When I bake bread I FIRST turn my oven light on...Wait half an hour to an hour. Make my dough up, place in greased bowl and place in oven. Allow to rise, dump it out onto floured pastry cloth, smoosh it a bit to a rough rectangle shape, roll it up and place in greased pan and back into oven with oven light still on.
I no longer punch down my dough, just gently smoosh it. I don't recall which TV chef said 'smoosh don't punch'. It works for this bread making challenged baker.


----------



## thebaker (Dec 2, 2009)

offGridNorthern can you pm me the recipe of your bread so I can try the recipe. Love trying different bread recipes.

Thanks 

God Bless..


----------



## offGridNorthern (Jan 1, 2006)

thebaker said:


> offGridNorthern can you pm me the recipe of your bread so I can try the recipe. .


Done. But do not laugh -- this is the 1st one in my recipe book and is marked "easy white bread" ..... I am SURE you are well beyond it.:bow: Perhaps I should start making flat breads --- they don't require any lift!!!


----------



## highlandview (Feb 15, 2007)

offGridNorthern said:


> my latest recipe (thinking the previous times it was the recipe) was:
> 5 1/2 to 6 1/4 c flour
> 1 pack. dry yest
> 2 1/2 c milk
> ...



I would mix your lukewarm milk, yeast and salt. Let it sit 5 minutes before adding the rest of the ingredients. The yeast (if it is good) should get foamy. Then add the rest of your ingredient. For the first rise cove the bowl with a warm wet towel out of draft. For the second rise try not covering but placing it in an oven with just the oven light on and see if that works. There is a bread recipe on my blog today that is easy because it is rustic and requires no kneading. www.thehighlandviewpantry.blogspot.com Good Luck!


----------



## thebaker (Dec 2, 2009)

offGridNorthern
I will be trying out the recipe later tonight after everyone settles down for the night. 

Will let you know how it goes later.

Thanks.


----------



## offGridNorthern (Jan 1, 2006)

highlandview said:


> that is easy because it is rustic and requires no kneading. www.thehighlandviewpantry.blogspot.com Good Luck!


so how does the yeast in your directions work if I am using packaged yeast.

One would think in 30 years of homemaking, that I wouldn't be having all this trouble!! And the sad thing is that I used to make bread all the time in my younger years.
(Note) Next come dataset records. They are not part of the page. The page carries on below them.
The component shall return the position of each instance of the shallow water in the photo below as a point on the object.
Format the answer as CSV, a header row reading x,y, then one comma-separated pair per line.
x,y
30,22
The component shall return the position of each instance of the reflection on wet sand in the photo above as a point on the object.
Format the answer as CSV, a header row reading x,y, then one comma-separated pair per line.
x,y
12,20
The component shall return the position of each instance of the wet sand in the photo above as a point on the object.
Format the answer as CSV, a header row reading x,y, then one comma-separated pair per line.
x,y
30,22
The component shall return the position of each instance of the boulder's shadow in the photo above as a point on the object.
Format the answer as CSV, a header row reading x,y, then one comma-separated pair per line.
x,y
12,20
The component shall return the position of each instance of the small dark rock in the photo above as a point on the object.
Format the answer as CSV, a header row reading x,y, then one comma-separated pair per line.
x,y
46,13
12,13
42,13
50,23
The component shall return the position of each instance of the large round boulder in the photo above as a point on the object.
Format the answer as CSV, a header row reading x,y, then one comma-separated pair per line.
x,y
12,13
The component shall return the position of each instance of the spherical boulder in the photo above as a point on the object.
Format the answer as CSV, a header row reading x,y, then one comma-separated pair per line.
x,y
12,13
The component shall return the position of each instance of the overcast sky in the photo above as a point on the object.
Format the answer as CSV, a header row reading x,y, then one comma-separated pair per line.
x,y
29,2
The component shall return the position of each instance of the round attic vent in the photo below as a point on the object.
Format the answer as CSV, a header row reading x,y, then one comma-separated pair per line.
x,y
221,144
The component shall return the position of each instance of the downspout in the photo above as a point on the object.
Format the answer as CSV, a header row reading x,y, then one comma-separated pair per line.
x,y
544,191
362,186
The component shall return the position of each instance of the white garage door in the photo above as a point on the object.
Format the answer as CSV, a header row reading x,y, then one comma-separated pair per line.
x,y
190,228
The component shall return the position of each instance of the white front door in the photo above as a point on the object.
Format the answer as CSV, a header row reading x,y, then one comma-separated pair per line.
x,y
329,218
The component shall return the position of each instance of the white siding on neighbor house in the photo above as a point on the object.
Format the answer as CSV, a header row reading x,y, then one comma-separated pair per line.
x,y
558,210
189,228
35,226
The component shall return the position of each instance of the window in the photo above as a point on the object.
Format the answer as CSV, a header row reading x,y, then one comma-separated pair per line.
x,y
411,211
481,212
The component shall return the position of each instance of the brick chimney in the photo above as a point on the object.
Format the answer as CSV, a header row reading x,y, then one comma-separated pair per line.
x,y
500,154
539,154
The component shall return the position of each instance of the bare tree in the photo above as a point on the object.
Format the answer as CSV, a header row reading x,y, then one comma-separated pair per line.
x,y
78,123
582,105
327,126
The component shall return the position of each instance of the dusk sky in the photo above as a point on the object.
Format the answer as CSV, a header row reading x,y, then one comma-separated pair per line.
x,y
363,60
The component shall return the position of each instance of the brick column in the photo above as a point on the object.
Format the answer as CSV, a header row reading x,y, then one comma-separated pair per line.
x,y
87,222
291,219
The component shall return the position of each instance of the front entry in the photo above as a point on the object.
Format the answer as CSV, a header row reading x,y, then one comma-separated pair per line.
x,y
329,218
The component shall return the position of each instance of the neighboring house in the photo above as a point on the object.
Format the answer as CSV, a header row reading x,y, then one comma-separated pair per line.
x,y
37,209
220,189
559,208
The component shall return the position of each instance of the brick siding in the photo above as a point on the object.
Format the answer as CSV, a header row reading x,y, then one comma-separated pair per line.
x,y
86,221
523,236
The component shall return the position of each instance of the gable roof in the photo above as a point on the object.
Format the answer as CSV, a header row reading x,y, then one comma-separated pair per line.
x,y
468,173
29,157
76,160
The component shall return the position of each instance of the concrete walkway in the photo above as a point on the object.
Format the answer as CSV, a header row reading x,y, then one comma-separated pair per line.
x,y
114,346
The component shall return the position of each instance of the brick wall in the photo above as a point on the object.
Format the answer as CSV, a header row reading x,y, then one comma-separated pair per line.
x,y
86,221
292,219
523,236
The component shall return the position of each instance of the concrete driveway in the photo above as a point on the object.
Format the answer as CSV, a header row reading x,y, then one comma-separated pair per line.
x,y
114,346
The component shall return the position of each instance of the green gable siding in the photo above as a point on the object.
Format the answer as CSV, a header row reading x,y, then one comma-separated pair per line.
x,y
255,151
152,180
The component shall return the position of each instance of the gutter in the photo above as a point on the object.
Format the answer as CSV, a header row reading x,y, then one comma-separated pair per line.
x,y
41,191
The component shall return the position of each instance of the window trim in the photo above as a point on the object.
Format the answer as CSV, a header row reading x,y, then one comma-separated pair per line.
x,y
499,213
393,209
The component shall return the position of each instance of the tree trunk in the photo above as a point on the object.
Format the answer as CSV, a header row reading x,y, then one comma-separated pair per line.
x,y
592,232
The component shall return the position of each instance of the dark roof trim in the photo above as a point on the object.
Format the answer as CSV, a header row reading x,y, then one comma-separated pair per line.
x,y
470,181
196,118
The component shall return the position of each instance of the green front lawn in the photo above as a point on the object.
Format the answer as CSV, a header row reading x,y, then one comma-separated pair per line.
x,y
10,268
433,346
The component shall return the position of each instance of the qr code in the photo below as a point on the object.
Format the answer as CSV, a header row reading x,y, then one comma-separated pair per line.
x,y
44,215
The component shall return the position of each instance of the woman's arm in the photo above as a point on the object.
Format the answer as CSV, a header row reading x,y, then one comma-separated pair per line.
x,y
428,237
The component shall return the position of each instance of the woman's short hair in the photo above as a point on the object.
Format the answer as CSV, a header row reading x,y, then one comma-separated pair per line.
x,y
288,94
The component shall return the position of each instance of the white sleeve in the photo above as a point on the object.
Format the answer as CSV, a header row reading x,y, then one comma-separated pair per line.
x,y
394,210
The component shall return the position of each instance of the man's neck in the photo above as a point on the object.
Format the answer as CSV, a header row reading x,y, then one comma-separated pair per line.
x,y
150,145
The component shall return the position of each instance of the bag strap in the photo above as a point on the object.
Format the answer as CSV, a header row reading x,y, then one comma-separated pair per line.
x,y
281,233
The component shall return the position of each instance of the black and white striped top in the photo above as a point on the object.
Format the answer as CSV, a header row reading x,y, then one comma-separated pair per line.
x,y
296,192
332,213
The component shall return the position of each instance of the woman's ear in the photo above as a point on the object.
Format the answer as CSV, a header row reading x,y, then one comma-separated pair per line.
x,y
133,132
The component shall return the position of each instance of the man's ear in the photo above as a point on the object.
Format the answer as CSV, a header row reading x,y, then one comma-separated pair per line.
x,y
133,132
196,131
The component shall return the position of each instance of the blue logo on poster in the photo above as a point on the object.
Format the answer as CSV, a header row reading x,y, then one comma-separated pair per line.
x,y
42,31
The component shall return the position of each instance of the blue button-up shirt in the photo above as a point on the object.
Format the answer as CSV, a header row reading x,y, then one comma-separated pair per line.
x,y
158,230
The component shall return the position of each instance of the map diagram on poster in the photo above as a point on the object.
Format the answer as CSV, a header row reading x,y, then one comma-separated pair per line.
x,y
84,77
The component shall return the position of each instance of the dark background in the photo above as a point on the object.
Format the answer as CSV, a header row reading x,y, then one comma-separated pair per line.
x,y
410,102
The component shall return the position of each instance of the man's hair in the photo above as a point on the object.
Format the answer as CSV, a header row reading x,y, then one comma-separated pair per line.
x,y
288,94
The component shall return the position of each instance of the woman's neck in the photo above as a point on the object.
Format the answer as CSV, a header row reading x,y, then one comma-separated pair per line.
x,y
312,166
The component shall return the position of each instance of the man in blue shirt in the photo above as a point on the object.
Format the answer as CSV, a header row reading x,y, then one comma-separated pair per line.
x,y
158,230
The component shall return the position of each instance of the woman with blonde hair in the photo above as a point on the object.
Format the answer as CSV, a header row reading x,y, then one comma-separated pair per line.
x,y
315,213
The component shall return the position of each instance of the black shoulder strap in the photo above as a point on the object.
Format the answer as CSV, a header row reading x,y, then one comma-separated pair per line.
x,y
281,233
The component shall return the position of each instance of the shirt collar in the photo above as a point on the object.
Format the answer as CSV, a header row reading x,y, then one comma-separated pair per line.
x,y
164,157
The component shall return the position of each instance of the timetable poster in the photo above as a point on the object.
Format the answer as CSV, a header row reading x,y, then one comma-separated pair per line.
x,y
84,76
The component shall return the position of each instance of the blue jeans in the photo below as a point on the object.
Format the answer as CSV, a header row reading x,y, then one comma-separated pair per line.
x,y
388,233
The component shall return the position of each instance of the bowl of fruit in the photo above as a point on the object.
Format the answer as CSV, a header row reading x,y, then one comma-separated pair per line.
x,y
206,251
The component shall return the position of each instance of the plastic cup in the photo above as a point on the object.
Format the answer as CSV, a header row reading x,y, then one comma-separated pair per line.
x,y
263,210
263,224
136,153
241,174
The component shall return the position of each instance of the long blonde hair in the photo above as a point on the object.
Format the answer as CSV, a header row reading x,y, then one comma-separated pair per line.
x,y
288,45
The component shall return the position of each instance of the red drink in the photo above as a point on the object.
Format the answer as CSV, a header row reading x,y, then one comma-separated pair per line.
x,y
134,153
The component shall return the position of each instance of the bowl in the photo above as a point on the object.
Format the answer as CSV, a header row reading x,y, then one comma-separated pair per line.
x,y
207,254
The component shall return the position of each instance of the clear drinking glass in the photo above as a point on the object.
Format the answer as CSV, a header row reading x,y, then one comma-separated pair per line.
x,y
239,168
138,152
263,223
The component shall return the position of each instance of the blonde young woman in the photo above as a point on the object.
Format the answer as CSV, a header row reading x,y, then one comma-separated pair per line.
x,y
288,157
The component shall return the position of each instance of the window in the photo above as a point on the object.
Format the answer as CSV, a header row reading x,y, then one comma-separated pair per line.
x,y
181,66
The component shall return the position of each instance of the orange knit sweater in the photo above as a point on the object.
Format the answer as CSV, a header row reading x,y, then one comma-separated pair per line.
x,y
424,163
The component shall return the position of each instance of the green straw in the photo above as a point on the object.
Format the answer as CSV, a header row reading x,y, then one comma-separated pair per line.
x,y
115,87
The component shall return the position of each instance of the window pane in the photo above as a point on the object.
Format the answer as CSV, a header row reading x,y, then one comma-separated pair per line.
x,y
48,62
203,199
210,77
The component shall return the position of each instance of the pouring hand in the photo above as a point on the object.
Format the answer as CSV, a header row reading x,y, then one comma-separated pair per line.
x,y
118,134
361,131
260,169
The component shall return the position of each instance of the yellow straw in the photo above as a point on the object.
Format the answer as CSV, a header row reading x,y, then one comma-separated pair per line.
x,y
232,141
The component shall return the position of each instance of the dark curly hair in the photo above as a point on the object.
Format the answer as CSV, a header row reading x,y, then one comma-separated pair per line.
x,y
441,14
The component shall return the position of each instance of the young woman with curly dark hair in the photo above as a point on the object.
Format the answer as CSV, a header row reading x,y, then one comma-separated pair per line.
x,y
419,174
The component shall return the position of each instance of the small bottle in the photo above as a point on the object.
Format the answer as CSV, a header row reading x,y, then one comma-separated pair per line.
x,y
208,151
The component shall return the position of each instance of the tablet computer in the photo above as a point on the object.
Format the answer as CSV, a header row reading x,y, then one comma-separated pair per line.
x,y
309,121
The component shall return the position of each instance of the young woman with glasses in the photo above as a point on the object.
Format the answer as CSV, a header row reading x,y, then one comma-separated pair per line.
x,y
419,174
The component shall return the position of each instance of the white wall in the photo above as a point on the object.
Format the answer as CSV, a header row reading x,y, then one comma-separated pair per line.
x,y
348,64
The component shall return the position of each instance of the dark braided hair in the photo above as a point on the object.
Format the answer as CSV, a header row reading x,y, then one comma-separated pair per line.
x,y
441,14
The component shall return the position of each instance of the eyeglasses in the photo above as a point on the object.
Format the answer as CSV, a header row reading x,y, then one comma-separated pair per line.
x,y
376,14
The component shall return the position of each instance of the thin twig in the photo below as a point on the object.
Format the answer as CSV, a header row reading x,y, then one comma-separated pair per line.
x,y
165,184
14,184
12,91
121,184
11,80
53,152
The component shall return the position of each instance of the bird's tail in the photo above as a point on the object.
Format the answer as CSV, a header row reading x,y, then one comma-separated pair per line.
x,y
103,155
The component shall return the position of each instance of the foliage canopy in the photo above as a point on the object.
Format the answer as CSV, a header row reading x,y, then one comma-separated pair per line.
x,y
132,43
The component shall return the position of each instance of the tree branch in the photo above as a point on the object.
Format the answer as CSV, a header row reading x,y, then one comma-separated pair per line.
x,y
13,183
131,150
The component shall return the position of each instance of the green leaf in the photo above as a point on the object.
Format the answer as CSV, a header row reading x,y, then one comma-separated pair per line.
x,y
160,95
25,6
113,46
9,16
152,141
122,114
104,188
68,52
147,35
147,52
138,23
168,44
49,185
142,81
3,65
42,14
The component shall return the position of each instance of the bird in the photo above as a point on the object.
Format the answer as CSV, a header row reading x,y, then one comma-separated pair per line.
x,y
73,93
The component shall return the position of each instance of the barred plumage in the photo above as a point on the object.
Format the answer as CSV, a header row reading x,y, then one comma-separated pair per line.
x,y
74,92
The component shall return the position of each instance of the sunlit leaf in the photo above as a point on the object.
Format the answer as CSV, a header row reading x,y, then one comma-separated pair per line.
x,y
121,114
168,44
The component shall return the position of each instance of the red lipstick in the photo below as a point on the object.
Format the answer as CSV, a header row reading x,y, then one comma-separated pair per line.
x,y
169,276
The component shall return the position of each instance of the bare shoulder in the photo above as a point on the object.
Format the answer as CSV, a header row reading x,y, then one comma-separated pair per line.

I should be getting smarter:ashamed:


----------



## Macybaby (Jun 16, 2006)

This is one reason I love my new oven - I can set the temp at 95 degrees and not worry about it. 

I know that sour dough often does not have enough "umpf" to rise a second time. When I make that with no added yeast I only let it rise once and then bake it. 

I've been using the same yeast I used in my bread maker, but use my Kitchenaide to mix it all up. I don't proof anything, and so far it's been working out. Making bread this way is new to me - but my bread maker died and DH was getting frantic. Now that I have an oven I can use for rising, I don't want to purchase a new bread machine.

Cathy


----------



## offGridNorthern (Jan 1, 2006)

Macybaby said:


> This is one reason I love my new oven - I can set the temp at 95 degrees and not worry about it.
> 
> I've been using the same yeast I used in my bread maker,
> Cathy


How long do you "knead" it using your KitchenAid mixer? Nice oven!


----------



## Macybaby (Jun 16, 2006)

Well, I'm just learning how to use the KA mixer, I know there are lots of people on the board that have been doing that for years.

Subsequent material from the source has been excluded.